Der christliche Glaube als reflektierte Erfahrung by Jana Huisgen;

Der christliche Glaube als reflektierte Erfahrung by Jana Huisgen;

Autor:Jana Huisgen;
Format: epub
Herausgeber: Peter Lang Copyright AG


3.6.3. Die Bestimmung der schlechthinnigen Abhängigkeit von Gott als Ursprung der Freiheit im Weltverhältnis

Aufgrund seines Interesses an der Betrachtung des Spannungsfelds von Reformation und Neuzeit, das für die gesamte Theologie Ebeling charakteristisch ist,355 gelangt Ebeling über die Relation von Abhängigkeit und Freiheit zu der Verhältnisbestimmung der Theologie Luthers und Schleiermachers. Als eine grundlegende Motivation seiner Auseinandersetzung mit Schleiermacher bezeichnet Ebeling immerhin selbst die Notwendigkeit der „Rechenschaft darüber […], wie im Anschluß an die Reformation Theologie nach der Aufklärung zu verantworten sei.“356

Sein Interesse an einer vergleichenden Betrachtung der Theologie Luthers und Schleiermachers ist bereits in der Vorlesung von 1968 erkennbar. Die zentrale These der später erschienenen Lutherstudie entwickelt Ebeling bereits hier.
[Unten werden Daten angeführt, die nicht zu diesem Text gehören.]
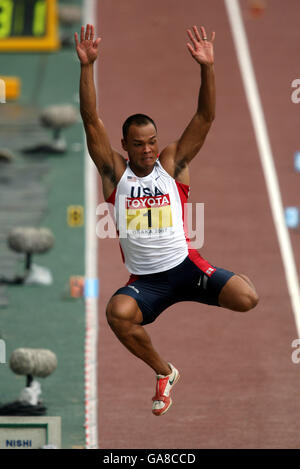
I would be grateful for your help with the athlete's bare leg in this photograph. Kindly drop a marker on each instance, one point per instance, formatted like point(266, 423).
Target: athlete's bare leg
point(125, 317)
point(238, 294)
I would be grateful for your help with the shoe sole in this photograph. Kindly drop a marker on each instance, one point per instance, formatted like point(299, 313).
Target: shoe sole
point(171, 402)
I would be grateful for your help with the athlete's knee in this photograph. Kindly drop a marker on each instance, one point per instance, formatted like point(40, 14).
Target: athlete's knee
point(239, 294)
point(247, 301)
point(122, 311)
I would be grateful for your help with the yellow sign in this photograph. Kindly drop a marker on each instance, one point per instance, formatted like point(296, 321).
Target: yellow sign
point(75, 215)
point(28, 25)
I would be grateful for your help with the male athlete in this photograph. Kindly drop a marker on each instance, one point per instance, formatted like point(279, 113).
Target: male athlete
point(153, 189)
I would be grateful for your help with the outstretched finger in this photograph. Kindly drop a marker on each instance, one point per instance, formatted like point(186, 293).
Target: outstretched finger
point(192, 37)
point(190, 48)
point(87, 32)
point(92, 33)
point(203, 32)
point(196, 33)
point(97, 42)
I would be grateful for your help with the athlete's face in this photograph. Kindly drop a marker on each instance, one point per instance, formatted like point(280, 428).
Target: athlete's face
point(142, 148)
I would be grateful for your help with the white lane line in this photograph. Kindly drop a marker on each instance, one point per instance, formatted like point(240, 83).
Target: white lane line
point(265, 153)
point(91, 280)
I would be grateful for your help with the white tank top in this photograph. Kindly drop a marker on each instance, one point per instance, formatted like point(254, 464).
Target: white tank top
point(149, 219)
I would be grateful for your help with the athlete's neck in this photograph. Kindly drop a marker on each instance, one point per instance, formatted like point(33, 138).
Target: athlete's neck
point(140, 172)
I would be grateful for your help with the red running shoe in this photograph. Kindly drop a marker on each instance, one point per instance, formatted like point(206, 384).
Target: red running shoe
point(162, 400)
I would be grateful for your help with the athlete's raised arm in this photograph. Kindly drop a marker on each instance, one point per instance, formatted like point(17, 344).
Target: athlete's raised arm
point(176, 156)
point(110, 164)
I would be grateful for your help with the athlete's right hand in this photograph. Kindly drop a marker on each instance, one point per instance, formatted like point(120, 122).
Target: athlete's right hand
point(87, 48)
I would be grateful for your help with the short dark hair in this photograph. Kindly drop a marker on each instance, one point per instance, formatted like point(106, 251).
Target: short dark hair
point(136, 119)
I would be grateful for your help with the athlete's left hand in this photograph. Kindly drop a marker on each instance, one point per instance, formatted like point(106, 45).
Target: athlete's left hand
point(203, 51)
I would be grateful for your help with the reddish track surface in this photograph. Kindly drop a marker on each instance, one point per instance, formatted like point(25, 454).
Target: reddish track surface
point(238, 387)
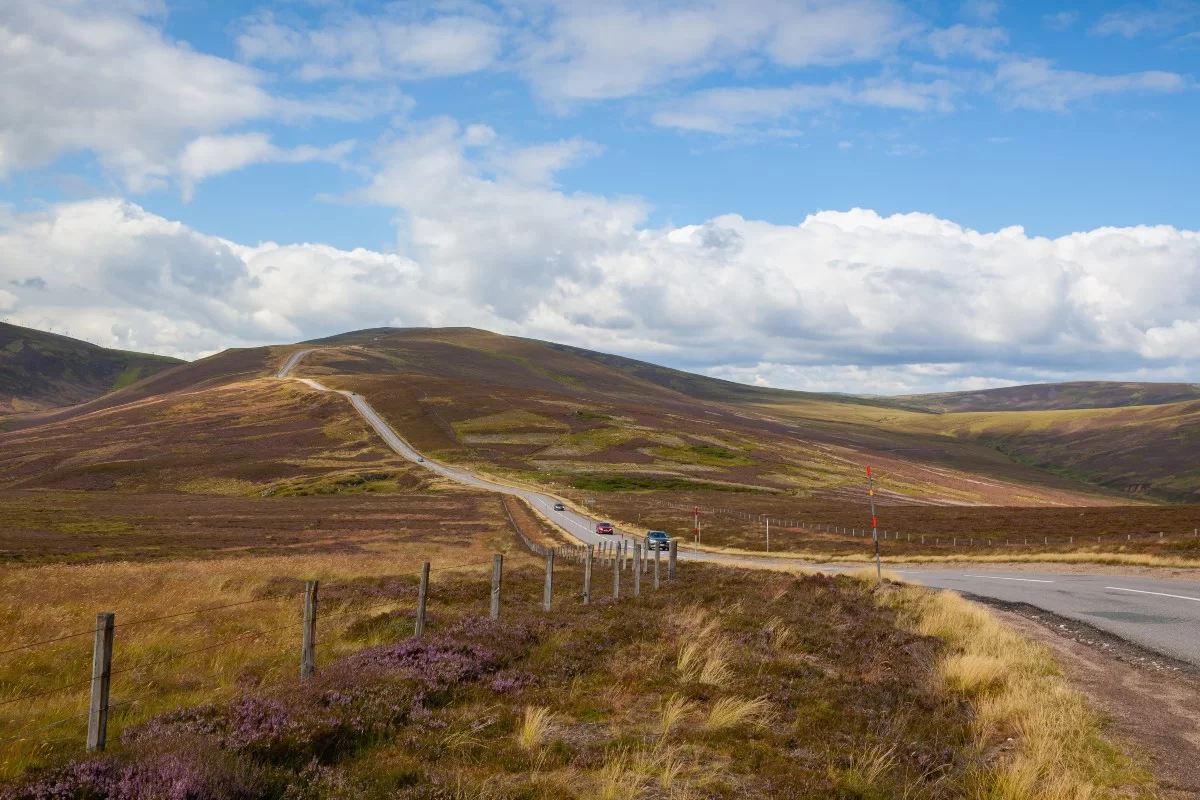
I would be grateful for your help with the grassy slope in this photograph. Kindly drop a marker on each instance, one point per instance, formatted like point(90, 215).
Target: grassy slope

Er erläutert, dass er in der Abgrenzung der Theologie von Metaphysik und Moral eine entscheidende Parallele zwischen Luther und Schleiermacher erkennt, insofern sich Schleiermacher in der Bemühung, das Wesen der Frömmigkeit durch die Unterscheidung von Metaphysik und Moral zur Reinheit zu bringen auffallend mit Luthers Abgrenzung der Sache der Theologie von Metaphysik und Moral berührt.357

In einem der letzten Vorlesungskapitel im Kontext der Analyse des ersten Abschnitts des materialen Teils der Glaubenslehre erläutert Ebeling die formale Struktur des schlechthinnigen Abhängigkeitsgefühls in seiner ←125 | 126→Dreidimensionalität als Selbstbewusstsein, Gottesbewusstsein und Weltbewusstsein.358 Im Zusammenhang der Relationsbestimmung von Schleiermachers Begriff der schlechthinnigen Abhängigkeit und der partiellen Freiheit und Abhängigkeit des Menschen im Weltbezug kommt er hier zu der Deutung, dass „die Herrschaft der schlechthinnigen Abhängigkeit in den konkreten Lebensmomenten […] den Menschen erst in den wahren Stand der Freiheit der Welt gegenüber versetzt.“359 Diese Deutung der Gottesbeziehung als Grund der Freiheit und Abhängigkeit zugleich wird Ebeling zufolge auch bei Luther geltend gemacht, indem „die strikte Betonung des servum arbitrium Gott gegenüber […] nicht die relative Freiheit des Menschen im Umgang mit der Welt aus[schließt], sondern auch nach Luther „die Bejahung der Alleinwirksamkeit Gottes zum Heil ein Weltverständnis“ eröffnet, „das die Freiheit Signatur des Christentums sein lässt.“360 Der freie Wille des Menschen ist Ebeling zufolge im Denken Luthers und Schleiermachers so zu verstehen, dass er dem Menschen mit seinem Dasein als „animal rationale“ gegeben ist.361 Dieser freie Wille werde jedoch zu einem „versklavten Willen pervertiert“, insofern der Mensch darauf angelegt ist, ihn gegen Gott zum Einsatz zu bringen.362 Da Gott jedoch nicht als Gegenstand des menschlichen Handelns definiert werden könne und der freie Wille dogmatisch so definiert werden müsse, dass er in der göttlichen Ursächlichkeit gründet, resultiert aus seiner Verwendung gegen Gott, dass der Mensch in Widerspruch zu sich selbst tritt.363 Luther und Schleiermacher haben dieses Problem Ebeling zufolge dadurch gelöst, dass sie den Grund der Freiheit im Gewissen (Luther) und im Gefühl (Schleiermacher) verortet haben. Die Anerkennung der Abhängigkeit von Gott, die so zu verstehen ist, dass das Dasein in Gott gründet, ist Ebeling zufolge sowohl bei Schleiermacher als auch bei Luther als Grund der Gewissheit zu verstehen, die sich von der Gewissheit des Verstandes unterscheidet: „Was dem Leben Gewißheit verleiht, ist im Unterschied zum Wissen des Verstandes und zum Tun der Hand etwas, was unmittelbar das Herz berührt“ und den Glaubenden zur Freiheit bemächtigt.